Aira memperlihatkan raut wajah besalahnya." Ya elah di depan aja sok sopan dan bijak, tahunya ternyata wanita uler tidak tahu diri. Masa ia mau ngedeketin CEO muda, dasar wanita mur*han."
Gerutu Aira pada hatinya melihat Dwinda meniup rasa perih pada tangannya yang ternyata ikut terguyur air panas juga.
"Maafkan atas ketika sengajaan saya Bu Dwinda, saya menghargai anda karena anda ibu saya. "
Dwinda tak suka dengan perkataan Aira, ia tetap harus bisa waspada pada wanita desa yang dibawa Ellad, karena terlihat sekali keluguanya hanya berpura pura saja.
"Sudah cepat pergi dari sini, saya malas melihat kamu. Biar nanti saya bilang pada Ellad kamu sudah menyakiti saya."
Aira mangganggukan kepala, ia pergi begitu saja. Keluar kamar Dwinda. Setelah meminta maaf, akan ketidak sengajaan atas tumpahnya air panas yang mengguyur badan Dwinda.
Membuka pintu kamar, Dwinda kini memanggil Aira." Tunggu."
Membalikkan wajah, dan berkata." Ya. Kenapa?"
"Apa kamu melihat saya saat berdekataan dengan anak saya!?"
Terlihat sekali raut wajah ketakutan Dwinda, akan dirinya yang ketahuan selalu menggoda CEO muda anak tirinya sendiri." Maksud, Ibu Dwinda?"
Sebenarnya Dwinda sangat jijik ketika dirinya di sebut ibu, karena usianya yang sama dengan Edric.
"Oh tidak."
"Kalau begitu saya pergi dulu."
"Ya silahkan."
Dwinda bernapas lega, ia merasa tenang saat ini. Karena akses cctv ada di tanganya. Maka dari itu Dwinda selalu waspada akan kebusukan yang ia simpan rapat rapat.
Setelah kepergian Aira, membuat hati wanita muda berumur dua puluh sebilan tahun itu gelisah. Bagaimana tidak, hampir saja ia ketahuan oleh Aira.

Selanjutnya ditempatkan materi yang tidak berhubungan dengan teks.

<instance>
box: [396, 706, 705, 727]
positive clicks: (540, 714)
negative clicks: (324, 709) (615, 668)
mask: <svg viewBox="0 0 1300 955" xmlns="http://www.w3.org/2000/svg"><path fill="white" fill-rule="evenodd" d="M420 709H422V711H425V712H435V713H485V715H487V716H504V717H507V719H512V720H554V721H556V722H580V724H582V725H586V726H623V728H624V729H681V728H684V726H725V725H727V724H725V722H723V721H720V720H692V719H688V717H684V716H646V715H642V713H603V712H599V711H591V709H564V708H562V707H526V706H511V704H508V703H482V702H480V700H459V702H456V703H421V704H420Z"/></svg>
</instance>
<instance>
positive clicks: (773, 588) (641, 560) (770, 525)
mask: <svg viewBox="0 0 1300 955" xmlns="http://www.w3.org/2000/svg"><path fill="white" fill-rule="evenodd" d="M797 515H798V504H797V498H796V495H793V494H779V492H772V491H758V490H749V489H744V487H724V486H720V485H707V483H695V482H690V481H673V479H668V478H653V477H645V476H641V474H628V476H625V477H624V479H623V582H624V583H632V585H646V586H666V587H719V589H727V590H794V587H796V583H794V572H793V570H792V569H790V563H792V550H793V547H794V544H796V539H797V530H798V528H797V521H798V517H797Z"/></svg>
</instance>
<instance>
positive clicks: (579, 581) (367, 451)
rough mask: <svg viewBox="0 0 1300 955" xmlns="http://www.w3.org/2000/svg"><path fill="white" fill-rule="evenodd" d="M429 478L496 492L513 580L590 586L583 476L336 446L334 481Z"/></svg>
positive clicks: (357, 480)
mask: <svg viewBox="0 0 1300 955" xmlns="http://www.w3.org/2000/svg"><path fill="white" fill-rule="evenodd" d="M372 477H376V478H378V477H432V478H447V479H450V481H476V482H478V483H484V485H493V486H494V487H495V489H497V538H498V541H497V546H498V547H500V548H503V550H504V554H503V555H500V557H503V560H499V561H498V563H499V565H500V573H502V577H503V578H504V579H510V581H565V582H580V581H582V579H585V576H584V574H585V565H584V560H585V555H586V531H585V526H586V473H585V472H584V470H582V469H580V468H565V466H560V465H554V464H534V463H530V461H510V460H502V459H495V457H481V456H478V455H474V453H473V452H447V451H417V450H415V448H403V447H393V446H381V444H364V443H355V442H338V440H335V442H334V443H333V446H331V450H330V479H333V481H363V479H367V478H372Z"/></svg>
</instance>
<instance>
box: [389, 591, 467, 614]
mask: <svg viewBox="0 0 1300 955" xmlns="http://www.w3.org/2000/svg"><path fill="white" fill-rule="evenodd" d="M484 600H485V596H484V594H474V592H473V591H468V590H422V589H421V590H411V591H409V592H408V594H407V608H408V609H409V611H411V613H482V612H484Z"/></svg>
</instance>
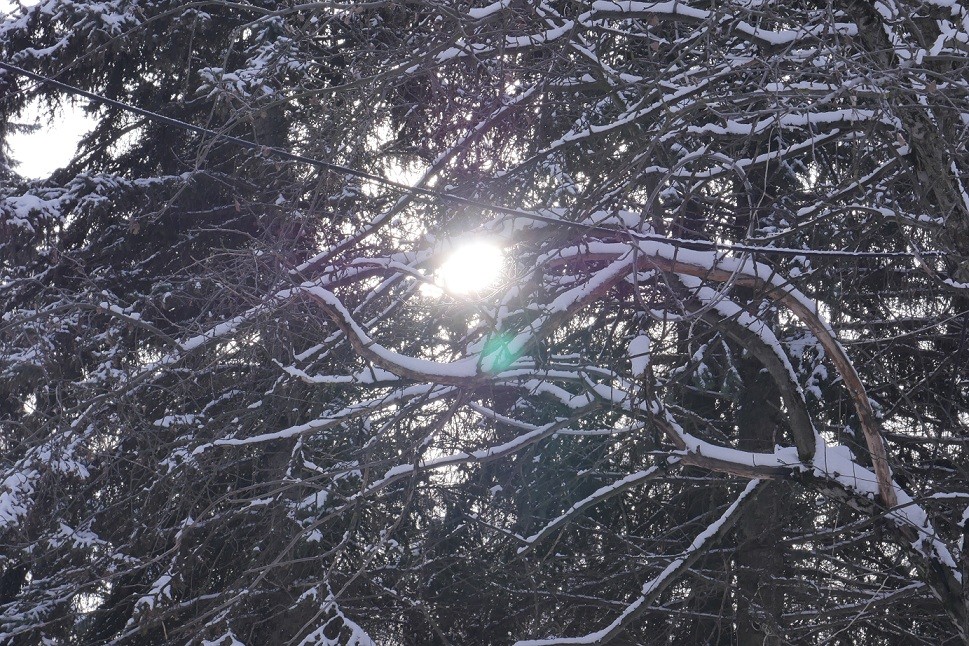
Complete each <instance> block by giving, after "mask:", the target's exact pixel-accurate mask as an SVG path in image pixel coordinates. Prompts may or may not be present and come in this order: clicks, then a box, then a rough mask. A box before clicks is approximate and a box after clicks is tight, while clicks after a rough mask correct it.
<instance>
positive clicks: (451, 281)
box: [438, 241, 505, 294]
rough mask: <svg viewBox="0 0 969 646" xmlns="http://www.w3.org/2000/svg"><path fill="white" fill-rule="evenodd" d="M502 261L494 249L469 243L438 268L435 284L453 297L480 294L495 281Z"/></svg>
mask: <svg viewBox="0 0 969 646" xmlns="http://www.w3.org/2000/svg"><path fill="white" fill-rule="evenodd" d="M504 260H505V258H504V254H502V252H501V249H499V248H498V247H496V246H495V245H493V244H491V243H488V242H483V241H476V242H469V243H466V244H463V245H461V246H459V247H457V248H456V249H455V250H454V251H453V252H452V253H451V255H450V257H449V258H448V259H447V260H446V261H445V262H444V264H443V265H441V268H440V269H439V270H438V280H439V281H440V284H441V285H442V286H443V287H444V288H445V289H447V290H448V291H449V292H451V293H454V294H473V293H476V292H481V291H483V290H485V289H487V288H488V287H490V286H492V285H494V284H495V283H496V282H497V281H498V278H499V277H500V276H501V269H502V265H503V264H504Z"/></svg>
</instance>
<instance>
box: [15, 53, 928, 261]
mask: <svg viewBox="0 0 969 646" xmlns="http://www.w3.org/2000/svg"><path fill="white" fill-rule="evenodd" d="M0 69H4V70H7V71H8V72H12V73H14V74H19V75H21V76H25V77H27V78H29V79H32V80H34V81H37V82H38V83H43V84H45V85H50V86H52V87H56V88H58V89H59V90H63V91H64V92H68V93H70V94H73V95H75V96H82V97H84V98H86V99H88V100H90V101H94V102H96V103H100V104H104V105H108V106H111V107H113V108H117V109H119V110H123V111H125V112H130V113H132V114H137V115H140V116H142V117H145V118H146V119H149V120H151V121H154V122H156V123H162V124H165V125H169V126H173V127H176V128H180V129H182V130H186V131H188V132H194V133H197V134H200V135H204V136H207V137H212V138H214V139H215V140H217V141H224V142H228V143H233V144H236V145H237V146H240V147H242V148H247V149H249V150H255V151H259V152H260V153H262V154H264V155H271V156H273V157H276V158H278V159H284V160H287V161H294V162H299V163H303V164H308V165H310V166H313V167H316V168H321V169H324V170H329V171H332V172H335V173H340V174H342V175H345V176H348V177H356V178H358V179H365V180H369V181H371V182H375V183H378V184H382V185H384V186H387V187H389V188H393V189H396V190H399V191H403V192H405V193H407V194H410V195H414V196H418V197H424V198H433V199H436V200H442V201H445V202H452V203H455V204H460V205H462V206H473V207H475V208H479V209H483V210H486V211H492V212H495V213H502V214H505V215H511V216H514V217H520V218H525V219H529V220H534V221H537V222H543V223H546V224H550V225H553V226H558V227H565V228H570V229H574V230H579V231H583V232H585V233H599V234H605V235H609V236H617V235H619V236H628V237H630V238H633V239H634V240H641V241H646V242H662V243H664V244H670V245H676V246H679V247H684V248H687V249H707V250H711V251H721V252H724V253H727V252H747V253H759V254H769V255H777V256H804V257H812V258H819V257H821V258H827V257H831V258H837V257H849V258H915V257H916V254H913V253H911V252H908V251H842V250H820V249H797V248H785V247H760V246H755V245H745V244H733V243H731V244H721V243H717V242H712V241H709V240H687V239H683V238H674V237H667V236H662V235H657V234H649V233H642V232H639V231H632V230H630V229H619V228H612V227H605V226H601V225H597V224H586V223H582V222H570V221H569V220H562V219H560V218H556V217H552V216H548V215H542V214H540V213H535V212H533V211H525V210H522V209H516V208H513V207H510V206H502V205H500V204H490V203H487V202H481V201H479V200H475V199H471V198H467V197H461V196H460V195H454V194H453V193H447V192H444V191H437V190H434V189H431V188H426V187H422V186H412V185H410V184H404V183H403V182H398V181H395V180H392V179H389V178H387V177H383V176H381V175H376V174H374V173H368V172H367V171H363V170H360V169H357V168H351V167H349V166H342V165H340V164H334V163H332V162H327V161H323V160H321V159H315V158H312V157H307V156H305V155H300V154H298V153H293V152H290V151H288V150H284V149H282V148H276V147H273V146H263V145H261V144H257V143H256V142H254V141H249V140H248V139H243V138H241V137H235V136H233V135H227V134H225V133H221V132H217V131H215V130H211V129H209V128H204V127H202V126H197V125H195V124H193V123H189V122H187V121H182V120H180V119H175V118H173V117H167V116H165V115H163V114H159V113H157V112H153V111H151V110H147V109H145V108H140V107H138V106H135V105H131V104H130V103H125V102H123V101H118V100H116V99H110V98H108V97H106V96H102V95H100V94H96V93H94V92H89V91H88V90H84V89H81V88H79V87H77V86H74V85H70V84H68V83H64V82H63V81H58V80H57V79H54V78H51V77H49V76H45V75H43V74H38V73H36V72H31V71H29V70H25V69H24V68H22V67H18V66H16V65H12V64H10V63H6V62H4V61H0ZM921 255H922V256H926V255H936V256H938V255H943V253H942V252H921Z"/></svg>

"Hah, aku harus berhati-hati, jika tidak entah apa yang akan dilakukan Ellad kepadaku. Karena dia begitu mempercayaiku mengurus anaknya yang lumpuh."
Dwinda tersenyum dengan manatap jarum suntik yang ia lihat, entah apa maksud dari wajahnya itu. Seperti menyimpan kelicikan.
Wanita pemilik bola mata coklat itu lupa, membalas pesan dari Ellad. (Hati hati, sayang.)
Pesan singkat tanpa ada kesan romantis sedikit pun, tak membuat Dwinda curiga.
Semenjak kedatangan Aira, Ellad terlihat banyak berubah, entah karena apa? Tapi Dwinda tak menanggapi semua itu dengan serius. Dan lagi ia sudah bosan selalu bertingkah romatis dalam kepura puraanya.